バリウムによる胃癌診断法は日本で開発されました。それまでは手術して開けてみるまでわからなかった胃の中が、バリウムを飲むことでレントゲン透視して見えるようになったのです。黒澤明監督の「生きる」の冒頭では、主人公の胃癌のレントゲンフィルムが映ります。「白い巨塔」の財前教授も、原作では自分の胃のレントゲンフィルムを見て胃癌を発見するというショッキングな設定になっていて、当時、胃のバリウム検査がどんなに画期的なものであったのかが、伝わってきます。

 胃癌死亡の多いわが国では、胃のバリウムによる検診は、あっという間に普及して、多くの命を救い、そして今日も行われ続けていますが、状況は少し変わってきています。

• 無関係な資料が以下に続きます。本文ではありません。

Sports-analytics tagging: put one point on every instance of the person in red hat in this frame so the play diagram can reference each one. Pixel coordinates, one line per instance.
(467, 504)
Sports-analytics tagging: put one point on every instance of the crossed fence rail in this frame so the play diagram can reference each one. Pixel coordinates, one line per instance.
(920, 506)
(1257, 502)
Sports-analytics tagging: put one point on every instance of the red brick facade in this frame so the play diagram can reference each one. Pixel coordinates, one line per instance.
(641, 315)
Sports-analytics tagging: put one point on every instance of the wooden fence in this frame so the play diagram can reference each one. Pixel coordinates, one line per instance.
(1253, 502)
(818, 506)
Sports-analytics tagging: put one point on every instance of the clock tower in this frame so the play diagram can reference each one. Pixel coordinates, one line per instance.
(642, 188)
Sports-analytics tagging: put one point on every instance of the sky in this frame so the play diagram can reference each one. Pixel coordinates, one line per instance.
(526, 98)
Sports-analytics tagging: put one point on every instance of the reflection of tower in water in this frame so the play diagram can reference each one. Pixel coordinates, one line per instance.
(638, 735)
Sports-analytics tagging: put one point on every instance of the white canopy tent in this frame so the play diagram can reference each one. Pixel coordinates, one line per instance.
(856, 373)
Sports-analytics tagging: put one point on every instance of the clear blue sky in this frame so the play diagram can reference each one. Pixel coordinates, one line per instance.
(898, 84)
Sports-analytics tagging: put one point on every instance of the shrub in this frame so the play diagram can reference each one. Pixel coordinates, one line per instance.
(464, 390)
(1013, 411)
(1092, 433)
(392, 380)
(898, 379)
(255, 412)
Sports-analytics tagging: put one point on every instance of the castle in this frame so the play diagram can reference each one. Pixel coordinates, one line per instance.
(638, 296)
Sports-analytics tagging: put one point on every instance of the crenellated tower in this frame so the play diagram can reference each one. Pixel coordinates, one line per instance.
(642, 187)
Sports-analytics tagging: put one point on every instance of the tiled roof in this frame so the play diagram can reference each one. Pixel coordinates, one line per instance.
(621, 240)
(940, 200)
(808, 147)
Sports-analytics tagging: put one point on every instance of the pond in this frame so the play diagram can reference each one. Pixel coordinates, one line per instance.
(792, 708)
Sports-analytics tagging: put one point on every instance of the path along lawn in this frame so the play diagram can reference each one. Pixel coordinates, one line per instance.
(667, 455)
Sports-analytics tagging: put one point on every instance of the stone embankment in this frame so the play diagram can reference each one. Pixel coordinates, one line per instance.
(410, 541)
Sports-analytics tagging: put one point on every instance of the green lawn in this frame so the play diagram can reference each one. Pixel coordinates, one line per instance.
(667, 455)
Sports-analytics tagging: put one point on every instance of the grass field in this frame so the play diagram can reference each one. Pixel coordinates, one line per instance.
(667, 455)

 内視鏡検査が普及して、バリウム検診を受ける人がどんどん減っているのです。

 またピロリ菌の発見によって、胃癌になる可能性の高い人、低い人がいることがわかってきました。これまで一律に行ってきた胃癌検診を、ピロリ菌感染のある胃癌になりやすい人と、感染のない胃癌になりにくい人を分けて考えるべきではないか、バリウムではなく、最初からより精度の高い内視鏡を実施すべきなのではないか。私が大学にいたときに、厚生省の研究班で行っていたのは、そんな仕事でした。

 今回の学会では「胃がん検診方式検討研究会」の第一回の会合が行われ、この問題を話しあうことになっていたのです。

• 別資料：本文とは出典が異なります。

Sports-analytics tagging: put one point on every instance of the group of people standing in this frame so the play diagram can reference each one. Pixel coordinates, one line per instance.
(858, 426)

 胃がんになる人の多くは、幼少時にピロリ菌に感染し、感染が持続することで萎縮性胃炎が進み、胃がんが発生することがわかってきています。

 私たちの提唱している胃がん検診方式は、最初に採血でピロリ菌感染の有無、そして萎縮性胃炎の指標であるペプシノゲン検査を行うことで、胃がんのリスクが高いか低いかを判定する。リスクの高い人には毎年内視鏡検診を受けてもらう、リスクの低い人は胃がんの検診の対象から外すことで、胃がん検診はかなり効率化されるし、医療費も軽減されます。ピロリ菌感染は年々減ってきているので、胃がんは減っていき、胃がん検診の対象になる人は更に絞り込まれていくだろうし、若い時期にピロリ菌感染が発見できれば除菌療法を行って、胃がんのリスクを下げることも期待できます。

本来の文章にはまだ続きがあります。